"Sebentar, Ibu tinggal dulu, ya." Ibu melirik kepadaku. Aku tak berani menatap wajah Pram. Dari cermin tepat di seberang tempat dudukku aku bisa memastikan tatapannya yang tak lepas dari diriku.
      "E...ehem..." Ia mendehem. "Masih kuliah?" tanyanya. Aku menggeleng.
      "Sudah kerja?" tanyanya lagi
      "Dalam proses mencari." Jawabku terbata
      "Memang tidak gampang cari pekerjaan." Katanya. Aku mengangguk mengiyakan. Mulutku terbuka hendak bertanya. Namun tidak ada kata yang terujar.
      "Saat ini saya punya usaha kecil-kecilan." Kata Pram, seakan menangkap maksudku.
      "Usaha apa?" Belum sempat dijawab, ibuku memasuki ruangan
      "Maaf lho, di sini tidak ada apa-apa." Ibuku menaruh gelas air dan penganan di meja.
     Â
Ada yang berubah semenjak pertemuanku dengan Pram.
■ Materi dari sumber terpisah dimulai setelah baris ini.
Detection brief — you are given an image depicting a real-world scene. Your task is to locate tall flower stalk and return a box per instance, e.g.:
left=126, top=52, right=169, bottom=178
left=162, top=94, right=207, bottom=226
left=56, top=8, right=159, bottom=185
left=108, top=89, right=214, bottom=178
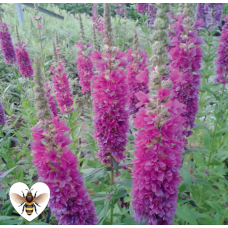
left=170, top=3, right=204, bottom=137
left=131, top=3, right=184, bottom=225
left=92, top=4, right=129, bottom=164
left=0, top=18, right=16, bottom=65
left=31, top=56, right=99, bottom=225
left=15, top=26, right=33, bottom=78
left=49, top=44, right=74, bottom=113
left=215, top=16, right=228, bottom=85
left=127, top=32, right=150, bottom=116
left=92, top=3, right=105, bottom=39
left=33, top=55, right=53, bottom=119
left=0, top=101, right=6, bottom=124
left=196, top=3, right=223, bottom=29
left=76, top=14, right=96, bottom=94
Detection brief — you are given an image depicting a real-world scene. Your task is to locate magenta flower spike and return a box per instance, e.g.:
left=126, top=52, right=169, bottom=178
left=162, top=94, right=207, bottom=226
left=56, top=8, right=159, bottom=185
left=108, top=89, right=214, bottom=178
left=15, top=41, right=33, bottom=78
left=170, top=4, right=204, bottom=137
left=0, top=101, right=6, bottom=125
left=215, top=16, right=228, bottom=85
left=76, top=42, right=94, bottom=94
left=91, top=4, right=129, bottom=164
left=31, top=116, right=99, bottom=225
left=0, top=21, right=16, bottom=65
left=127, top=32, right=150, bottom=116
left=136, top=3, right=149, bottom=13
left=45, top=83, right=58, bottom=117
left=92, top=3, right=105, bottom=39
left=131, top=3, right=185, bottom=225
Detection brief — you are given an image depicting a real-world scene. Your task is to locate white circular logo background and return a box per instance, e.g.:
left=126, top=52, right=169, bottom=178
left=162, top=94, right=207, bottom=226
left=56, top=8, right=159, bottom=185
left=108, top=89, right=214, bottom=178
left=9, top=182, right=50, bottom=222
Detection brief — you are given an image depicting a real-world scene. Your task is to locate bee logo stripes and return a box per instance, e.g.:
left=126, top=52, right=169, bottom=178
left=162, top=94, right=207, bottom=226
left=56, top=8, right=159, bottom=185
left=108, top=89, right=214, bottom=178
left=9, top=182, right=50, bottom=221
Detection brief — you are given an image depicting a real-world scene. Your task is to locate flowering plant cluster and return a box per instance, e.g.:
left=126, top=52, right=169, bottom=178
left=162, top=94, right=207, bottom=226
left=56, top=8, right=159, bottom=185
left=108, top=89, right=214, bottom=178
left=196, top=3, right=223, bottom=29
left=127, top=32, right=149, bottom=115
left=0, top=22, right=16, bottom=65
left=0, top=101, right=6, bottom=125
left=131, top=3, right=184, bottom=225
left=31, top=116, right=99, bottom=225
left=77, top=42, right=94, bottom=94
left=92, top=3, right=104, bottom=38
left=92, top=4, right=129, bottom=164
left=15, top=40, right=33, bottom=78
left=45, top=83, right=58, bottom=117
left=215, top=16, right=228, bottom=85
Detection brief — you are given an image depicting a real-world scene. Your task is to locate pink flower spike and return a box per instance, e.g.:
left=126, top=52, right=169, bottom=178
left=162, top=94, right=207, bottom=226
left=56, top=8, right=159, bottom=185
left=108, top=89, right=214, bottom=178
left=205, top=169, right=211, bottom=174
left=36, top=24, right=43, bottom=29
left=135, top=91, right=150, bottom=108
left=136, top=71, right=149, bottom=83
left=157, top=88, right=170, bottom=101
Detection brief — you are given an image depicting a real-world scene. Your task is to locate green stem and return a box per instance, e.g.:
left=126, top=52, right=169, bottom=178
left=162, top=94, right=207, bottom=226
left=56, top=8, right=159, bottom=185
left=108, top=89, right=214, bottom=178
left=110, top=168, right=114, bottom=225
left=67, top=112, right=74, bottom=141
left=208, top=85, right=225, bottom=167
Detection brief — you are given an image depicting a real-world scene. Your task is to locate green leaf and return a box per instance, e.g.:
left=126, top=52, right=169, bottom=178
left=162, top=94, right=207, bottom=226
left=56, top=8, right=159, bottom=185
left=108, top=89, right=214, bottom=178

Berkali ia bertandang. Tapi, masih gelap entah dia memiliki ketertarikan padaku. Ibukulah yang bersemangat. Acapkali setengah memaksa dia menuntutku untuk berias. Aku risih dan mengatakan terlalu dini untuk membicarakan menantu. Namun, ibuku malah tersinggung. "Justru kamu harus memikirkannya dari sekarang. Ibaratnya sudah mengepal emas, masa mau dilepas begitu saja?"
      "Ibu kok begitu bersemangat tentang Pram?" Aku bertanya menyelidik suatu saat.